Image by Author with recraft.ai
1. Architecture Evolution: From Prototype to Modular Platform
⚠️ Important Note: This project is currently in alpha phase. Despite the complete implementation of the described features, errors or unexpected behaviors may occur. It is recommended to test thoroughly in a development environment before using it in production.
Multi-Layer Architecture with GraphRAG-Core
The main evolution compared to the previous version is the architectural layer separation that transforms the project from a single implementation into a complete modular platform. The heart of the system is graphrag-core, an independent Rust library that exposes all fundamental functionalities through trait-based abstractions.
This architectural refactoring has enabled the creation of four distinct user interfaces sharing the same underlying engine:
- graphrag-cli: Command-line interface for batch processing and automation
- graphrag-server: REST API for integration into distributed systems and microservices
- graphrag-wasm: Web application for browser-based usage without backend
- graphrag-tui: Interactive text interface for monitoring and debugging
This clear separation between core logic and presentation layer guarantees superior reusability, testability, and maintainability.

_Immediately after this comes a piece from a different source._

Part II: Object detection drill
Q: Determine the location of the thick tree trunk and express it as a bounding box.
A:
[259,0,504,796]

Each interface can be compiled independently, including only the necessary features, drastically reducing the final footprint.

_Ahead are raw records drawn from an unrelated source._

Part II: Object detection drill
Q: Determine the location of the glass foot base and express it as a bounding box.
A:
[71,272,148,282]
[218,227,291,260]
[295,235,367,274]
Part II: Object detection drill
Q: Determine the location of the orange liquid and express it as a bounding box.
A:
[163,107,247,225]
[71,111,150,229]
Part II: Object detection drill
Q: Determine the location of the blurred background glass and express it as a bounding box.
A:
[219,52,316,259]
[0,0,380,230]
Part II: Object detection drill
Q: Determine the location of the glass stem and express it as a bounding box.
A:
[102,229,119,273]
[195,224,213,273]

Dual Configuration System: TOML and JSON5
A significant improvement is the introduction of JSON5 support alongside traditional TOML. JSON5 offers comments, trailing commas, and more flexible syntax, making configuration files more readable and maintainable for complex projects.
The template configuration system has been expanded with 9 predefined configurations:
- semantic_pipeline.graphrag.json5: LLM-based extraction for maximum quality
- algorithmic_pipeline.graphrag.json5: Completely algorithmic zero-cost approach
- hybrid_pipeline.graphrag.json5: Balance between performance and quality
- symposium_with_llm.graphrag.json5: Complete configuration with Ollama integration
- symposium_zero_cost.graphrag.json5: Maximum efficiency without LLM dependencies
Each template is documented, validated, and optimized for specific use cases, allowing you to start with already configured best practices.

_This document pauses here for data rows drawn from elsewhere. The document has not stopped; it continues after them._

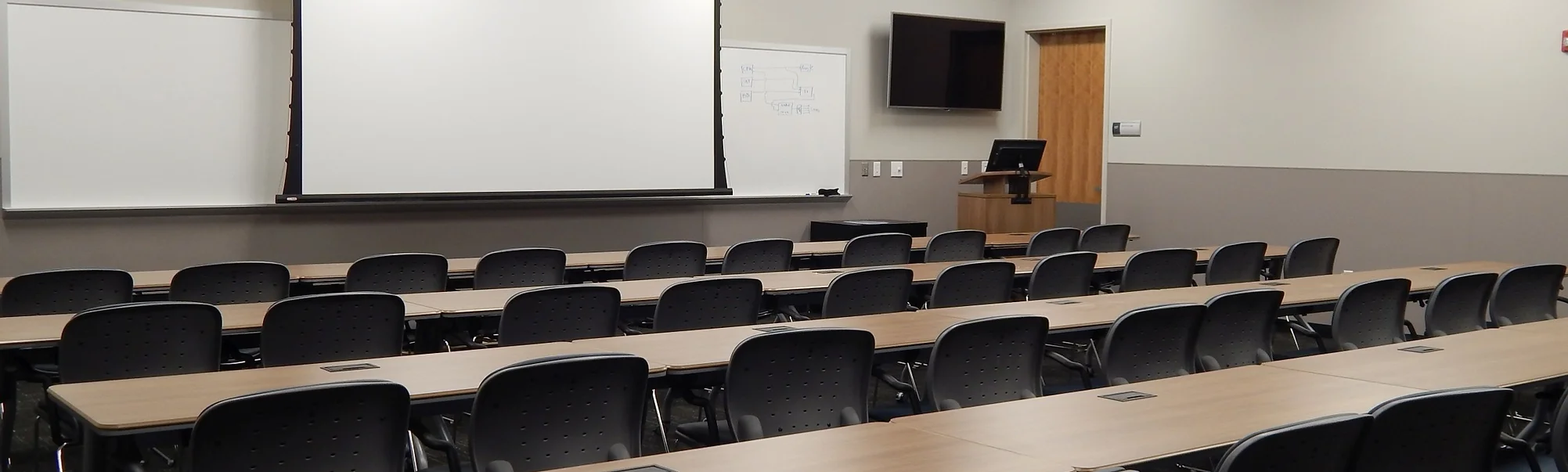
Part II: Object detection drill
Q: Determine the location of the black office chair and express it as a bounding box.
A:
[925,229,985,262]
[1355,387,1513,472]
[822,267,914,319]
[169,262,289,304]
[676,328,877,444]
[500,286,621,347]
[1198,289,1284,370]
[0,268,135,317]
[1426,273,1498,337]
[1202,242,1268,286]
[262,292,405,367]
[721,239,795,275]
[621,242,707,281]
[1491,264,1563,326]
[1281,239,1339,279]
[1077,224,1132,253]
[1116,250,1198,294]
[344,253,447,294]
[1024,227,1083,258]
[841,232,914,267]
[911,317,1051,413]
[185,381,409,472]
[1029,251,1099,300]
[654,278,762,333]
[1101,303,1204,386]
[927,261,1018,308]
[469,355,647,472]
[474,248,566,290]
[1215,414,1373,472]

Workspace Persistence: Persistent State and Incremental Updates
Workspace persistence is a completely new feature that solves a critical problem of the previous version: the need to reprocess everything at each execution. Now the system supports:
- Automatic saving of pipeline state after each phase
- Incremental loading of existing graphs for multiple queries
- Multi-format support: JSON (human-readable), Parquet (columnar), Lance (vector-optimized)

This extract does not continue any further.